Investors eye Myanmar's rich potential for rice growing

The Nation | 9 February 2015

Investors eye Myanmar's rich potential for rice growing


Myanmar may go back to being one of the world's major rice exporters in five to 10 years, as many Thai and foreign investors are looking to expand in rice mills and farms in the country.

Thai traders and experts all believe that Myanmar has great potential to become a major rice producer in the near future because it has plenty of land with good quality soil for raising rice, abundant water and a strategic location for distributing rice.

Vichai Sriprasert, honorary president of the Thai Rice Exporters Association, said last week that some rice millers and exporters have started exploring Myanmar to establish mills and parboiled rice processing plants after realising the country's potential to produce large quantities of the commodity for export.

"Thai investors are studying Myanmar's investment laws and regulations. Once all issues are clarified, they can start investing in a few years," he said.

Most investors are considering setting up large-scale rice mills to make their investment worthwhile. To build a large mill that processes up to 500 tonnes of rice a year, an investment of up to Bt300 million is required, not including the cost of land.

The areas that Thai rice traders are eyeing are around Yangon and in rice-growing areas along major rivers in Myanmar, such as the Ayeyarwaddy River and Bago, which flows through the central region, the Thanlwin or Salween River, which connects to Thailand, and the Sittaung River, which lies in the east-central part of the country.

Besides the existing rice growing areas, 40 million to 50 million rai of land in the country could be developed and promoted for growing rice.

Other foreign investors that are also keen on investing in the farming industry, including rice, come from mainland China, Japan and Korea, and from the Middle East.

Myanmar used to be the world's largest rice supplier before the 1980s. However, after the military government closed the country, local farmers shunned rice, as the returns became less attractive.

However, to invest in rice or other farming businesses, Thai companies need to form a joint venture with local operators, as local farming businesses are restricted to only Myanmar citizens.

Chareon Laothammatas, president of the association, said that with the food security policy of many foreign governments, many rice importing countries are looking to expand to developing countries including Myanmar and other countries in Asean.

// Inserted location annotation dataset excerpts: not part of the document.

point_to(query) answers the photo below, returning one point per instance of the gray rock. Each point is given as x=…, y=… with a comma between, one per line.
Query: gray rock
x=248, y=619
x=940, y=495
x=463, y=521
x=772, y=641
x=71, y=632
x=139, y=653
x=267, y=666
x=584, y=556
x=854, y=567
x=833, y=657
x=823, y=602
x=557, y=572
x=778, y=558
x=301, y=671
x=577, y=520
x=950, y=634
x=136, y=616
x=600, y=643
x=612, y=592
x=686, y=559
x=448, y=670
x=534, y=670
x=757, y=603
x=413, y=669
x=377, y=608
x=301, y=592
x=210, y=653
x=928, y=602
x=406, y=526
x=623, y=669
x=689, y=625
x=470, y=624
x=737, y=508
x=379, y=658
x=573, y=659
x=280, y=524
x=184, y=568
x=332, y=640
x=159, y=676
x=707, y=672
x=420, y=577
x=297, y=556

According to the US Department of Agriculture, Myanmar is projected to export 1.3 million-1.5 million tonnes of rice this year, up from about 1.3 million tonnes last year.

In 2014-15, rice production in Myanmar is forecast to increase by 1 per cent to 12.16 million tonnes in anticipation of continued expansion of the growing area.

The construction of eight dams, which were targeted to be completed last year, and the renovation of drainage canals in flood zones and deep-water areas in the Ayeyarwaddy region, are likely to increase the planting acreage for dry season rice.

Aat Pisanwanich, director of the Centre for International Trade Studies, said Myanmar is one of the high-potential countries that have attracted the interest of many Thai investors and rice is one of the potential businesses.

Rice production in Myanmar is cheaper than in Thailand, while Myanmar has many positive factors including plenty of space, water supply and a location to support rice growing and exporting.

The study found the cost of rice production in Myanmar is about Bt7,122 per rai, and could be lower

after state dams are built and operating.

The centre's study also forecast that Thailand would lose a total of Bt87.5 billion (or Bt8.7 billion per year) in rice exports to 2022 if a serious effort is not made to develop the industry. The Thai share of the world market is tipped to drop to 2.3 per cent from 2.5 per cent last year.

The lost market share will go to neighbouring countries - Vietnam and Myanmar.

Thailand's market share in Asia would slump from 1.3 per cent in 2013 to just 0.3 per cent in 10 years because other rice-exporting nations - mainly Vietnam, Cambodia and Myanmar - will play a more significant role in supplying the continental market.